Causal Set Generator and Action Computer
This work provides a practical tool for researchers in causal set quantum gravity, enabling larger-scale numerical experiments that were previously infeasible.
The authors present a software suite for generating and studying causal sets that surpasses previous implementations by several orders of magnitude in efficiency, enabling numerical experiments at larger scales. They achieve this through compact data structures, O(N^2) generation, and optimized O(N^3) action computation using low-level CPU and GPU architectures.
The causal set approach to quantum gravity has gained traction over the past three decades, but numerical experiments involving causal sets have been limited to relatively small scales. The software suite presented here provides a new framework for the generation and study of causal sets.

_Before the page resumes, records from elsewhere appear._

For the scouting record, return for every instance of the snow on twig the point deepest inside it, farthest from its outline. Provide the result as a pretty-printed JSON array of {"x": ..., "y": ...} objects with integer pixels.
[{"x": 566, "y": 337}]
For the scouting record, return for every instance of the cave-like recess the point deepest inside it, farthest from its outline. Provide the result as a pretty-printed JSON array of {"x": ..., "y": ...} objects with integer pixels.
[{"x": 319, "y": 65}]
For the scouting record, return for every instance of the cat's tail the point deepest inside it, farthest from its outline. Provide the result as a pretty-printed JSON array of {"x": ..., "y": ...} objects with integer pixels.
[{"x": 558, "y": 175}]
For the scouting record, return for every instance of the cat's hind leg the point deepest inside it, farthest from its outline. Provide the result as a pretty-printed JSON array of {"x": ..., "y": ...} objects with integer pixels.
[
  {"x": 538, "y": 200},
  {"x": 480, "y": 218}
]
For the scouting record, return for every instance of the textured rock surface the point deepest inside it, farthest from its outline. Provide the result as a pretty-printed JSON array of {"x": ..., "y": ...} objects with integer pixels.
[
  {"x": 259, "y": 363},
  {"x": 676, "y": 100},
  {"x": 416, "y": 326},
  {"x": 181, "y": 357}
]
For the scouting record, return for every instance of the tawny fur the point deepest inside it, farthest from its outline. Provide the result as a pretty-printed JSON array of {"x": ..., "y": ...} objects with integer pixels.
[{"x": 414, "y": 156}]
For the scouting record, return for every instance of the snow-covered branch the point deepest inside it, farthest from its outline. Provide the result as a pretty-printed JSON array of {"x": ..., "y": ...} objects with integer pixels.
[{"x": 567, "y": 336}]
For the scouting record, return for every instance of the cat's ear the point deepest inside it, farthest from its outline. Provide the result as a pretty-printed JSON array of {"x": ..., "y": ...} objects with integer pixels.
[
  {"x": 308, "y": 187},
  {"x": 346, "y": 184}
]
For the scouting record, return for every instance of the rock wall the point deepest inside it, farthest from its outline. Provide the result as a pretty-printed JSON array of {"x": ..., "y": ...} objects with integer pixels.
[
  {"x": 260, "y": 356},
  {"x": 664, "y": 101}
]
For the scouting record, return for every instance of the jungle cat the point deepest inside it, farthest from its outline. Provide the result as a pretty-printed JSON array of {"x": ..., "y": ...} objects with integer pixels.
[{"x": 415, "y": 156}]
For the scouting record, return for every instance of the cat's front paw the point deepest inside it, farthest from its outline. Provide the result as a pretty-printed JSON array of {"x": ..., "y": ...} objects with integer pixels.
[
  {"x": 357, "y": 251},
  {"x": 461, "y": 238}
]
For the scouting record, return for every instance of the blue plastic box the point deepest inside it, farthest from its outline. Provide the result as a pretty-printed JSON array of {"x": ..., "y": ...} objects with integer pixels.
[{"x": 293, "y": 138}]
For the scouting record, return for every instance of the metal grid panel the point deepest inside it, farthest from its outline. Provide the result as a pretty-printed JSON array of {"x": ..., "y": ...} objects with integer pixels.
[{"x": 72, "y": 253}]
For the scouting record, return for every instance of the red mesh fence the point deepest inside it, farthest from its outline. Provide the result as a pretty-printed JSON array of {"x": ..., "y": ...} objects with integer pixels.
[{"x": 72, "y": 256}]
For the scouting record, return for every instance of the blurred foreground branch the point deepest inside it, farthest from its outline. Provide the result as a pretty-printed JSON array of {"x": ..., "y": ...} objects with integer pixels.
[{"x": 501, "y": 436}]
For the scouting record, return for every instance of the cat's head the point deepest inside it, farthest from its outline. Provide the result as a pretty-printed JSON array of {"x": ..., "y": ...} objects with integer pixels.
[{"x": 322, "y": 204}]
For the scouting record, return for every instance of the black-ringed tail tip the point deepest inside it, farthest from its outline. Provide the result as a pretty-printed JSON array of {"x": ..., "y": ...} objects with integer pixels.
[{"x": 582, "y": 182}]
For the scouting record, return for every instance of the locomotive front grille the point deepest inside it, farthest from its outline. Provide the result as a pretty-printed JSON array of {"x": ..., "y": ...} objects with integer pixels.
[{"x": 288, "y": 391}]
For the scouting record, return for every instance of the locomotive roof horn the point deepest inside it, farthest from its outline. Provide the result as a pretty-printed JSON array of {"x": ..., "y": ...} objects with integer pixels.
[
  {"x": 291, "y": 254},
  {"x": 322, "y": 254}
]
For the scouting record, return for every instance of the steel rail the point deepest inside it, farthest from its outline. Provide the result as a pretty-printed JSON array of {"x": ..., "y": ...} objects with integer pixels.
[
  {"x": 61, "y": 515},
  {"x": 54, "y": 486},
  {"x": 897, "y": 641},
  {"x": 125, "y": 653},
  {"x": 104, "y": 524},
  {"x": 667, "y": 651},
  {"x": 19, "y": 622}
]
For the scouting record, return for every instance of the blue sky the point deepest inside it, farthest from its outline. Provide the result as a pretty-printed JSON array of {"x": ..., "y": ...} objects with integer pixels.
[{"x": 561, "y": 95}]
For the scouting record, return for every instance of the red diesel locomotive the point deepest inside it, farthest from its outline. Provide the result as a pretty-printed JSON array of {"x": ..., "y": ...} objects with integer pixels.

Its efficiency surpasses previous implementations by several orders of magnitude. We highlight several important features of the code, including the compact data structures, the $O(N^2)$ causal set generation process, and several implementations of the $O(N^3)$ algorithm to compute the Benincasa-Dowker action of compact regions of spacetime. We show that by tailoring the data structures and algorithms to take advantage of low-level CPU and GPU architecture designs, we are able to increase the efficiency and reduce the amount of required memory significantly. The presented algorithms and their implementations rely on methods that use CUDA, OpenMP, x86 Assembly, SSE/AVX, Pthreads, and MPI. We also analyze the scaling of the algorithms' running times with respect to the problem size and available resources, with suggestions on how to modify the code for future hardware architectures.